Putting Middle Eastern Events in Cultural and Historical Context

Tuesday, April 24, 2012

Archives of King-Crane Commission Digitzed Online by Oberlin

The King-Crane Commission in Damascus, 1919
If you remember your modern Middle East history course, you probably learned about the American Section of the Inter-Allied Commission on Mandates in Turkey. You won't remember it under that name, however, since everyone then and since has called it the King-Crane Commission. It took its name from Henry Churchill King, President of Oberlin College, and Charles Crane, a Chicago businessman, who were designated by President Woodrow Wilson to visit the defeated Ottoman territories at the end of World War I in 1919, as the Peace Conference was planning League of Nations Mandates in the region. Idealist that he was, Wilson had the crazy idea to actually ask the people who lived in the area what they wanted their future to be. Long story short, the Armenians wanted either independence or a mandate under the US, while the inhabitants of the Levant preferred independence, or, failing that, anything other than to be under the British and French. (I'm oversimplifying, but not by much.) Of course the Peace Conference divided the Levant between British and French mandates, and the aftermath of the war saw a resurgent Turkey and Russia divide the Armenian lands.
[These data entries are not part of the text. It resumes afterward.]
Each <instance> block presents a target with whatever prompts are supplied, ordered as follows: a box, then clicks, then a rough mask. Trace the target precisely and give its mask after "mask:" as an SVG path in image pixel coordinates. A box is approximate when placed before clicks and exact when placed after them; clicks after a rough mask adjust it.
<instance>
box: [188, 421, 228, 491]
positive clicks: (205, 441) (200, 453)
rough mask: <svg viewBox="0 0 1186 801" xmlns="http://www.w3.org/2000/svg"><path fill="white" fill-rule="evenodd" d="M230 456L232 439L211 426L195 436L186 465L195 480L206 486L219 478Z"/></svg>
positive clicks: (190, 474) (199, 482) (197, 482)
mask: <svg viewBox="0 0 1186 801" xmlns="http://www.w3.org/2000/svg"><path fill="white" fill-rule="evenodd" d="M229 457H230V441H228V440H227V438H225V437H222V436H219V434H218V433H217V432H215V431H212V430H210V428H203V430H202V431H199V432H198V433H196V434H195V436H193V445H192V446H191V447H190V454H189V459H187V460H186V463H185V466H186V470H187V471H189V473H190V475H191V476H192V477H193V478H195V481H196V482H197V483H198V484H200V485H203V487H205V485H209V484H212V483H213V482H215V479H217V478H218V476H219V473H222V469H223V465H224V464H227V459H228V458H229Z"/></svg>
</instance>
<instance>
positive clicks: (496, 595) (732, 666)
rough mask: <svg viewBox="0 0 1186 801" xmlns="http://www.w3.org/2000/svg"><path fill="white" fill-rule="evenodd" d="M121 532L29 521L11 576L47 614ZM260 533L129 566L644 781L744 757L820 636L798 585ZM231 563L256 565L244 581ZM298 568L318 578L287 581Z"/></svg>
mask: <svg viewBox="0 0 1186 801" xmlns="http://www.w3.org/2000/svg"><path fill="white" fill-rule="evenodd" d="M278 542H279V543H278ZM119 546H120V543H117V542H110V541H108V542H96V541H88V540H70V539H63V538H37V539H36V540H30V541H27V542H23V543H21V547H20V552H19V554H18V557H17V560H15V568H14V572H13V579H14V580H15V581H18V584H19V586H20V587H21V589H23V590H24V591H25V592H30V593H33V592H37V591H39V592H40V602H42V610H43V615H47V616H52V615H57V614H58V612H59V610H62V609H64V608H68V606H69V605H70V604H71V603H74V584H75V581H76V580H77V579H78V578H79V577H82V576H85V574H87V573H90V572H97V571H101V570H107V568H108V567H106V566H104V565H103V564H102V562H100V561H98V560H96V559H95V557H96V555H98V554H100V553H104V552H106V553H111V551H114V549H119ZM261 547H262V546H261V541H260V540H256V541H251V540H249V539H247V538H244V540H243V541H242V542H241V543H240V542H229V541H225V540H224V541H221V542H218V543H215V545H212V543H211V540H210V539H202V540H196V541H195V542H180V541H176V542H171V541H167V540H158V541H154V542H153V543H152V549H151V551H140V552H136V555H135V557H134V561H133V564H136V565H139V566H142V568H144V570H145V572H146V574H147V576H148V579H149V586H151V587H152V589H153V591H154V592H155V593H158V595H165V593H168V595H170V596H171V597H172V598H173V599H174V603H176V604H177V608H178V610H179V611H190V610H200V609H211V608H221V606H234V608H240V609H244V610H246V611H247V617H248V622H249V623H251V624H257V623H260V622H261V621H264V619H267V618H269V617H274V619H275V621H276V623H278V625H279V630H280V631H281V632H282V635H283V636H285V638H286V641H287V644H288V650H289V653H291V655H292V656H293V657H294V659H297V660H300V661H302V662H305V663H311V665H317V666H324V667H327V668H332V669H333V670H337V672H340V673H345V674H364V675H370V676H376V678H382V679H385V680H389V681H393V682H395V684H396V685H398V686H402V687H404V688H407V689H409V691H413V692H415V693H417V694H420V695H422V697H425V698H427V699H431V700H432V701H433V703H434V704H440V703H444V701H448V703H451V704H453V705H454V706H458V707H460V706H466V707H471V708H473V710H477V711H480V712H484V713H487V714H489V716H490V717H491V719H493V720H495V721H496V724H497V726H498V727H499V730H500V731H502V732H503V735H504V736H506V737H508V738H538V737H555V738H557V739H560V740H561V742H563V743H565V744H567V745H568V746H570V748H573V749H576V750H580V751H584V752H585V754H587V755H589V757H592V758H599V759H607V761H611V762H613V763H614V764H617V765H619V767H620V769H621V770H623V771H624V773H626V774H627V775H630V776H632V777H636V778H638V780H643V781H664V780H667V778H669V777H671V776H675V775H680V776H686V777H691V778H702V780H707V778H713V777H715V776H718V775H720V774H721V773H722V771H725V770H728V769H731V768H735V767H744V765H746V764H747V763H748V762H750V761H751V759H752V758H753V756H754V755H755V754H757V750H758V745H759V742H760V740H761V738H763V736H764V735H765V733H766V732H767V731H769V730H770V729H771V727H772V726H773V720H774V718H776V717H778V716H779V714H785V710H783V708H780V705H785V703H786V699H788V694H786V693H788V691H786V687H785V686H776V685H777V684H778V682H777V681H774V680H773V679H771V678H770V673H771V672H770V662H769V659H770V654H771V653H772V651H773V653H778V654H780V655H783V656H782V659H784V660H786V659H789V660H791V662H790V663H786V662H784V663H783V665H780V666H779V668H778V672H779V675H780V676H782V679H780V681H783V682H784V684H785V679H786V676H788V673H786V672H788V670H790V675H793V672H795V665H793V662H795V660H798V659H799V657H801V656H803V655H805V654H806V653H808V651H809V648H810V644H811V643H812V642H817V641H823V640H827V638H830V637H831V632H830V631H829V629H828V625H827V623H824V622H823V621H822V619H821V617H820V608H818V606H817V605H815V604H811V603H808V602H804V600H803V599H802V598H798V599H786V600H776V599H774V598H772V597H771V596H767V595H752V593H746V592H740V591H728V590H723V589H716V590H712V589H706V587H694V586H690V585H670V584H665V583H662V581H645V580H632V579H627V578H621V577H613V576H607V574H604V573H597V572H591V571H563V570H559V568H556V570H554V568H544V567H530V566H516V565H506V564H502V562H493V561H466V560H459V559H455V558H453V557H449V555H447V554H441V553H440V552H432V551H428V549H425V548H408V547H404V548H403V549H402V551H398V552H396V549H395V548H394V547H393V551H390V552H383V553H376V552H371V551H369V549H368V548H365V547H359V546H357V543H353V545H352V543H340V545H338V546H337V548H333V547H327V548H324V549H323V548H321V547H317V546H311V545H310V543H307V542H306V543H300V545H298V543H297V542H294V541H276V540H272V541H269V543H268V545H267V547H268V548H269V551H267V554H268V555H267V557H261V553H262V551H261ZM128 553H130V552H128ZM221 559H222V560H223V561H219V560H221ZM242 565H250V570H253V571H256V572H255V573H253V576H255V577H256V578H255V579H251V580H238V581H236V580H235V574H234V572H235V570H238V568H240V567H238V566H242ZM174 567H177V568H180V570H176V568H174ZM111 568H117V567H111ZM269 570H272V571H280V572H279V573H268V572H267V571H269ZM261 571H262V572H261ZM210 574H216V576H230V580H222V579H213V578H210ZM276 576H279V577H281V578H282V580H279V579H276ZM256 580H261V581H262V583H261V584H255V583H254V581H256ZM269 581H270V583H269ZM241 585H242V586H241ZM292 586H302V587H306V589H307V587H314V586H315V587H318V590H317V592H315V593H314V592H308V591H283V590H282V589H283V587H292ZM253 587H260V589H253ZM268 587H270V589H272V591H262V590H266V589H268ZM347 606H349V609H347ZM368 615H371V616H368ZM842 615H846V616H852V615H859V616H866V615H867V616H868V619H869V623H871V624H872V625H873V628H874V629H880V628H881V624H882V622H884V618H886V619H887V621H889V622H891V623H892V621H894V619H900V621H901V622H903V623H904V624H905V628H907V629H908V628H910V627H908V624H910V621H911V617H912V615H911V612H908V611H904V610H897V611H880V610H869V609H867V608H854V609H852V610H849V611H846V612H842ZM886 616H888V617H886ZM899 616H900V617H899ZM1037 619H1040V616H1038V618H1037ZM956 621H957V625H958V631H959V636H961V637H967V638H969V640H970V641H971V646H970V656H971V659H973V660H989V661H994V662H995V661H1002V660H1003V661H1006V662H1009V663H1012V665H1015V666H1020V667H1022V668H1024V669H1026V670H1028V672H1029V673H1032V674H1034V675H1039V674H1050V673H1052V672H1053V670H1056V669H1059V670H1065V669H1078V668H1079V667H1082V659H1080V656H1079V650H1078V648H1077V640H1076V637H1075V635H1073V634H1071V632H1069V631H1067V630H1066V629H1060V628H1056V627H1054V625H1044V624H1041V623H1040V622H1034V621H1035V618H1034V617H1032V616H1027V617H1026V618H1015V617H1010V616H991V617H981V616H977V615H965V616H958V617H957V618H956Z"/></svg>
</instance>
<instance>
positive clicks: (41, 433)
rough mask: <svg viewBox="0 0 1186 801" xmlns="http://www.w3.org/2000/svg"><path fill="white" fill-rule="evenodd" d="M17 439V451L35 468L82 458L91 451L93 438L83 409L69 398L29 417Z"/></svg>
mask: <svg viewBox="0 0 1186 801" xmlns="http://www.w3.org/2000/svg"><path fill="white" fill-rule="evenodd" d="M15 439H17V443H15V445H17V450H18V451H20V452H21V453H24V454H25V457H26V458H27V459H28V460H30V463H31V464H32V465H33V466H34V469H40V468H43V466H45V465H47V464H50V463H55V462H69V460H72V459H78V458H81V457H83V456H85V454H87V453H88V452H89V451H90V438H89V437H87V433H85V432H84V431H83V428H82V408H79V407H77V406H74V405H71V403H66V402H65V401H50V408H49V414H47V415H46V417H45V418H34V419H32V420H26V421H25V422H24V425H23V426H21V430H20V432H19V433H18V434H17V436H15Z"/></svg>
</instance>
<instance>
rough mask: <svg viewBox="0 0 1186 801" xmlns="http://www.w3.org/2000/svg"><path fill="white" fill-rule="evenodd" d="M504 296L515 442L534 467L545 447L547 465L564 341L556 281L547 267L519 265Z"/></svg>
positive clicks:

King and Crane wrote a report on their findings when they returned to the US, but it was not released until 1922, when Wilson was out of office and the British and French were ensconced securely in the Middle East.

Oberlin (King was President of the College, remember) has joined with other repositories and is hosting an open-access digitized archive of the papers of the commission (including petitions and testimony by locals throughout the region), combining holdings from several different locations and intending to add other collections that relate tot he Commission in the future. The home page is here; the overall history and background of the Commission is here; and there is an interactive map showing the Commission's travels and with links to the documents relating to those localities.

One would have had to travel to multiple repositories to access these documents; now they're digially available with a few mouse clicks.